KÜRESEL SEVİYEDEN UZAK
Türkiye'de konut fiyatlarındaki artışın küresel seviyelerin altında bulunduğuna işaret eden Halk Yatırım Yatırım Danışmanlığı ve Araştırma Direktörü Banu Kıvcı Tokalı, mevcut reel fiyatların hâlâ 2008 krizi öncesinde ulaşılan seviyelerin yüzde 13 altında bulunduğuna dikkat çekti. Konut fiyatlarındaki artışın hane halkının reel harcanabilir gelirindeki artışın üzerinde yükselen bir trend izlemesinin endişeleri artıran bir gösterge olduğuna dikkat çeken Tokalı, "Bu açıdan da bakıldığında, İstanbul'da bile kriz öncesi seviyelerin yarısında bulunan fiyat/gelir endeksinin, Türkiye'de konut balonu yanlısı görüşleri geçersiz kaldığı söylenebilir.
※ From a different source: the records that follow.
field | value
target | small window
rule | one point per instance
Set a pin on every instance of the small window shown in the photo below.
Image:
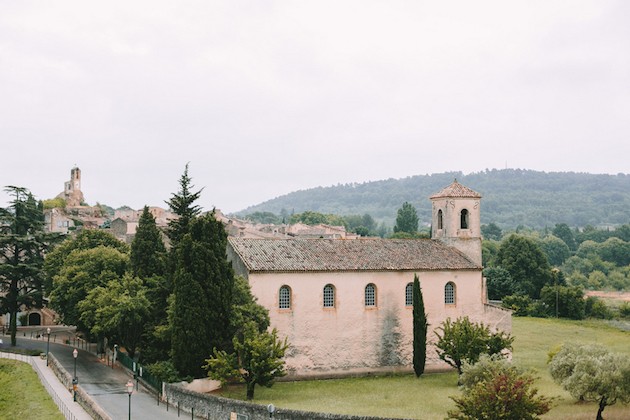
(409, 294)
(370, 295)
(464, 217)
(449, 293)
(329, 296)
(284, 298)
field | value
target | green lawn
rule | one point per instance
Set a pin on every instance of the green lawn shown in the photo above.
(428, 397)
(22, 395)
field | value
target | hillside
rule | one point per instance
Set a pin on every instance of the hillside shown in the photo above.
(511, 197)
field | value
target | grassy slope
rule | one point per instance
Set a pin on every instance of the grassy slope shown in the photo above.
(427, 397)
(22, 395)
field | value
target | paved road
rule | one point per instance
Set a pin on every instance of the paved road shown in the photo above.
(106, 385)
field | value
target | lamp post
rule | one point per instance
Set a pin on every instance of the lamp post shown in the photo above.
(47, 345)
(129, 391)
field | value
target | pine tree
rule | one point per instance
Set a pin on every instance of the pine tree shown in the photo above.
(23, 244)
(420, 326)
(203, 285)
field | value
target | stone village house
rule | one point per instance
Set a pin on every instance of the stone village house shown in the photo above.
(345, 305)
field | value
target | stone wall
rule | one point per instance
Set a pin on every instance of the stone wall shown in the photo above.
(214, 407)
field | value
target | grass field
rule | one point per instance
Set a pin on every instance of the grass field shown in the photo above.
(428, 397)
(22, 395)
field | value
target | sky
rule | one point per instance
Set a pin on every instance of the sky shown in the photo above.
(263, 98)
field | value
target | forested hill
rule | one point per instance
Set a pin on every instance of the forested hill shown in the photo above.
(511, 197)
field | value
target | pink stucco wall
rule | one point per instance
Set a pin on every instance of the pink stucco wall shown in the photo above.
(351, 338)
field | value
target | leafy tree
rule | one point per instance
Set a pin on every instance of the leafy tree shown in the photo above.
(257, 359)
(499, 283)
(491, 232)
(592, 373)
(118, 310)
(83, 271)
(420, 327)
(464, 341)
(23, 244)
(182, 204)
(495, 389)
(526, 263)
(406, 219)
(203, 284)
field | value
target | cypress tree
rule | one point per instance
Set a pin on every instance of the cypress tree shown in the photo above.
(420, 326)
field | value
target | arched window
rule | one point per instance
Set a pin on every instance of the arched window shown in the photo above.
(284, 298)
(449, 293)
(329, 296)
(370, 295)
(464, 219)
(409, 294)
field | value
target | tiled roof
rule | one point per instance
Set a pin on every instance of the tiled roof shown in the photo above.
(456, 190)
(273, 255)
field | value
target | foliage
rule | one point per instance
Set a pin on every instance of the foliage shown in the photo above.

Küresel karşılaştırma da bu rahat görünümü destekliyor" dedi.
GENÇ NÜFUS 'EV'LENECEK
Nüfus ve evlenme çağındaki kesimin artış eğiliminde olmasının, konut talebini desteklediğinin altını çizen Tokalı, "Reel konut fiyatlarının nüfusa oranı, kriz öncesi seviyelerin yüzde 20'nin üzerinde bir oranda altında bulunuyor. Türkiye'de evlenme çağındaki nüfusun oranının artış hızı dikkat çekiyor" dedi. Konut kredilerinin, milli gelire oranın yüzde 7 ile küresel ortalamaların altında bulunmasının endişeleri azalttığına işaret eden Tokalı, "Kredi/GSYH oranı, mortgage krizinin yaşandığı 2008 yılında ABD'de yüzde 86.5, İngiltere'de yüzde 80.4, Hollanda da yüzde 99.2 ve Danimarka'da yüzde 95.3 gibi oldukça yüksek seviyelerde bulunuyordu" diye konuştu. Banu Kıvcı Tokalı, yapı ruhsatları ve konut satışlarına yönelik son verilerin de sektörde dengeli bir arz-talep resmini desteklediğini söyledi.